I recently watched a TED talk about why veterans miss war and find it so difficult to transition back into normal life. The conclusion was that regardless of how dangerous life at war is, you at least know that every single soldier by your side has got your back. In essence, soldiers would rather take a life-threatening situation with brothers they can trust versus an easy life where they have no idea who they can count on. I guess it's the same with crazy ex-girlfriends...
You're in the thick of it and you just can't wait to get out. Then again, when you get out, and there isn't a crazy girlfriend chiming in on every little thing you do, you wonder, is anyone going to chime in? Does anyone even know I exist? All of the sudden, the crazy ex-girlfriend doesn’t seem so bad. Yeah maybe she was a little over the top but at least you knew she loved you. When accustomed with the tumultuous battlefield of such fanatic love, it can be difficult transitioning back to normal life where you're just an average Joe, and most people wouldn’t think to look at you twice. Alienation at its finest.

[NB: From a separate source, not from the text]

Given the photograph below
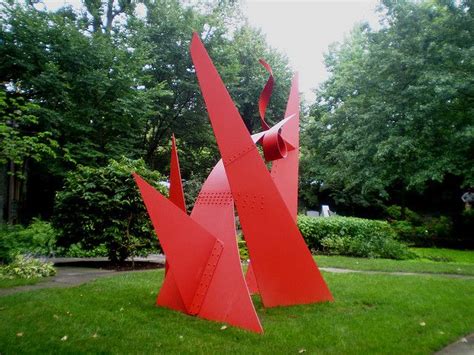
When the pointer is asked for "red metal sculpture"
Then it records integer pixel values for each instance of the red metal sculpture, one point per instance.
(204, 276)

You miss your crazy ex-girlfriend because at times it was actually worth it. You knew you could call her in the middle of the night, piss drunk, and have a place to stay. And you'd probably get breakfast made for you the next morning. You knew she would always want to have sex with you, and sex with crazy girls will always be the best sex. You knew that if you were stranded on an island, she'd probably come out and save you. Yeah, you'll have to deal with her jealousy, provide her with all your undying attention, etc., but in times like those, she didn't seem too bad ... in hindsight.
Having been so used to someone who was so crazy in love with you, when you’re finally given the chance to be alone, your own person, it is terrifying. Add on to that, your new potential girlfriends couldn't give two fucks about what you do, or whether or not you called or responded to her text messages. Actually, nobody seems to care enough about you all of the sudden. No overly tight hugs, no enthusiastic "I love you,” no gut-wrenching laughing spells, no highs, no lows, just a smooth ride – maybe a little too smooth.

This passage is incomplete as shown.